Oltre a Usa, Cina e Corea del Nord però c’è la Russia, dove gli istituti del Biopreparat (l’agenzia sovietica per le armi chimiche nata negli anni Settanta) che erano stati depotenziati e parzialmente smantellati dall’amministrazione Eltsin, oggi stando a quanto scrivono Raymond Zilinskas e Philippe Mauger nel loro Biosecurity in Putin’s Russia sono stati nuovamente potenziati e finanziati dal governo di Putin.

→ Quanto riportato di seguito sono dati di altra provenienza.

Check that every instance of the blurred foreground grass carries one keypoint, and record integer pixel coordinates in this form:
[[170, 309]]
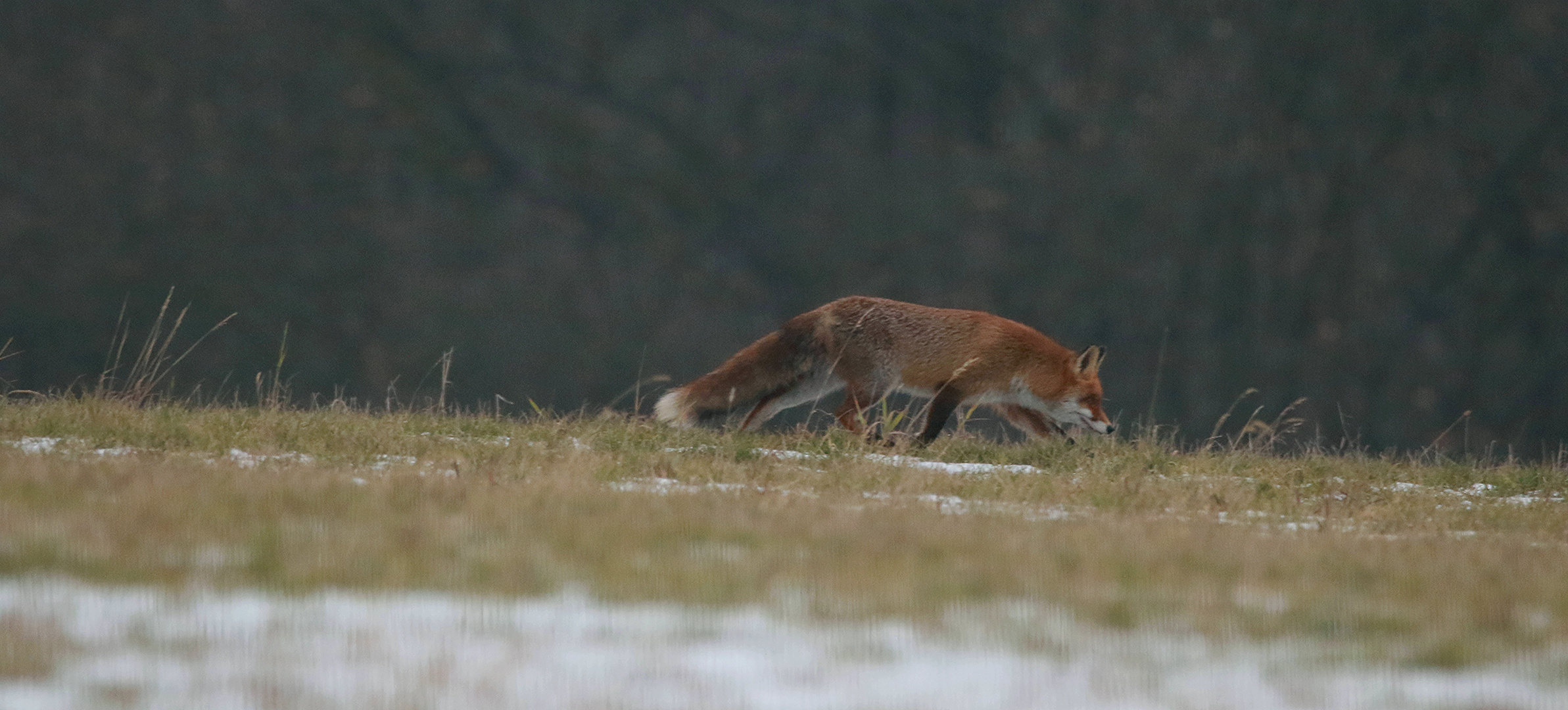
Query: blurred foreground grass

Veniamo ai terroristi. Durante l’ascesa del potere dell’Isis nei territori di Siria e Iraq i miliziani fedeli ad al-Baghdadi conquistarono anche ospedali e vennero in possesso di centri di ricerca medica, ma senza riuscire a trarne vantaggio in termini bellici. Sin dal 2001 alcune organizzazioni jihadiste, soprattutto al-Qaeda, hanno tentato di mettere le mani su virus e batteri, ma con risultati che, la Commissione Europea ha definitotecnicamente primitivi”. Ma non ci possiamo permettere sospiri di sollievo: nonostante la mancanza di capacità tecniche oggi bisogna pensare che anche un attacco rudimentale e privo di pericoli su larga scala sarebbe sufficiente a scatenare il panico. E il panico ha, lo abbiamo visto, enormi conseguenze.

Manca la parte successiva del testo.